The American Civil Liberties Union is hoping to use its free-speech credential to boost the fortunes of those trying to force companies to carry competing Internet providers on their broadband networks.
The ACLU, which first announced its support for cable-modem access rules last month, joins Amazon.com and the National Association of Broadcasters as new campaigners for access. "This may be the key First Amendment issue for the 21st century," said Barry Steinhardt, ACLU associate director.
ACLU officials, along with longtime open-access supporters, last week met separately with FCC Chairman Michael Powell and Sens. Fritz Hollings (D-S.C.) and Patrick Leahy (D-Vt.) to present them a technical report describing several types of open- and closed-access cable broadband architectures.
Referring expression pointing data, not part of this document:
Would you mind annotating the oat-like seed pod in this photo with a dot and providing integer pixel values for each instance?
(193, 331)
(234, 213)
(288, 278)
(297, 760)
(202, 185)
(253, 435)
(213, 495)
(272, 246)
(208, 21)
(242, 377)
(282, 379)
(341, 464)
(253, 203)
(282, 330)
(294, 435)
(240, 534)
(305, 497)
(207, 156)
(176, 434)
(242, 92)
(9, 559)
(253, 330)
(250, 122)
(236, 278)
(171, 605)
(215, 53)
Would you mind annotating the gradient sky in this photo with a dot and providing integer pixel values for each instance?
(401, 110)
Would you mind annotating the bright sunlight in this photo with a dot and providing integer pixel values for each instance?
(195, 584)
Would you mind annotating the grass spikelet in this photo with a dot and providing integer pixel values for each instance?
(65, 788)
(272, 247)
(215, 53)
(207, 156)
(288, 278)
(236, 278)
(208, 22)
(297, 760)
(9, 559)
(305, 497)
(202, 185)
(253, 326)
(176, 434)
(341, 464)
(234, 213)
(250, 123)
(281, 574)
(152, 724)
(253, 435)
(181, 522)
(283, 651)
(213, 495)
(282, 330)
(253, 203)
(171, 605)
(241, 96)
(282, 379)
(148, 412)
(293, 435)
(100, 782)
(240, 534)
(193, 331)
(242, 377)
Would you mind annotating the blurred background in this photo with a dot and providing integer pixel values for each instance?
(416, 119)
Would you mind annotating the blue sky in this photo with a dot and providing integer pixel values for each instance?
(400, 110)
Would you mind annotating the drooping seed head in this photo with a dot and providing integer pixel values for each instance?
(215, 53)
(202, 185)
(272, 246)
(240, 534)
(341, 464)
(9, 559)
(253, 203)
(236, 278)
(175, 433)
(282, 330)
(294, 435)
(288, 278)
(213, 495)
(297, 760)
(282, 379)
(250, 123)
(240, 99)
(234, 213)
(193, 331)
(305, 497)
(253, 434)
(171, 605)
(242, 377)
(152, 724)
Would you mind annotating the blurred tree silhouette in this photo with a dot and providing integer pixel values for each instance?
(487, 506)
The access advocates argue that, without "true" open-access rules, cable companies will block companies from providing feature-length movies and other products that compete directly with cable's core television business or with marketing deals that cable operators strike with retailers. "It is particularly important to preserve the Internet as an open medium given the amount of media consolidation going on," said Jeffrey Chester, president of the Center for Digital Democracy.
Current multiple ISP plans offered by cable generally do not allow rival ISPs to offer novel services and carry such a high wholesale price that the carried providers have a hard time making a profit, they said.
Open-access supporters are also keeping the issue alive in court.
The federal appeals court in San Francisco will hear CDD and Media Access Project's appeal of the March 14 FCC ruling that Internet access via cable modems is an "information service" not necessarily bound by open-access rules. They say cable-modem service should be classified as a "telecommunications service" like phone service.
The FCC has long resisted calls for open-access rules, arguing they could stunt the growth of the cable-modem business.
But the FCC is set to establish a final policy this fall, and the consumer advocacy groups and ISPs have slowly been gaining industry allies.
Last month, Amazon.com urged the FCC to impose open access. Amazon fears that, without it, cable operators will strike deals with competing online retailers and use monopolies on broadband ISP service to route customers to those Web sites.
The NAB, which generally has avoided the open-access debate, last month joined the fray by filing a reply in a related proceeding on telephone competition. Both telephone and cable-broadband providers should be barred from controlling the "essential pathway into consumers' homes," NAB said.
The National Cable & Telecommunications Association continues to make blocking open-access rules its top priority. The obligation of letting competitors access their network without making capital investments would deter companies from investing the millions needed to upgrade many local systems for high-speed data capacity, NCTA said in its comments last month. In areas where the networks are already built, the group added, the regulations would create higher prices and fewer services.
"While the costs of a multiple-access requirement would be substantial," said NCTA, "there would be virtually no countervailing benefits," in large part because cable systems are already beginning to offer multiple Internet providers.
But ACLU and the public advocacy groups argue that the cable multiple-ISP model isn't true open access because competing providers have very little freedom to offer or to profit from novel services. Current multiple-ISP offerings created by AOL Time Warner and others, they say, are little more than "rebranded" services identical to those the cable franchise is already offering. Plus, they add, wholesale prices are so high that profit margins are extremely thin for participating ISPs.
In a technical report issued last week, the groups called on policymakers to shun the rebranding model. The separate-channel approach is already used by cable companies offering private-network service to businesses and institutional users and is the most effective way to prevent manipulation of content or data speed, they said.
Acknowledging that the separate-channel model is expensive and a less efficient use of bandwidth, the groups said "policy-based" shared routing would be acceptable if cable companies were required to configure their systems so as not to block information and limit bandwidth of outside ISPs.
Confident that the FCC will impose or be forced to impose some type of open access, the groups predicted the next major access battle will be over routing requirements.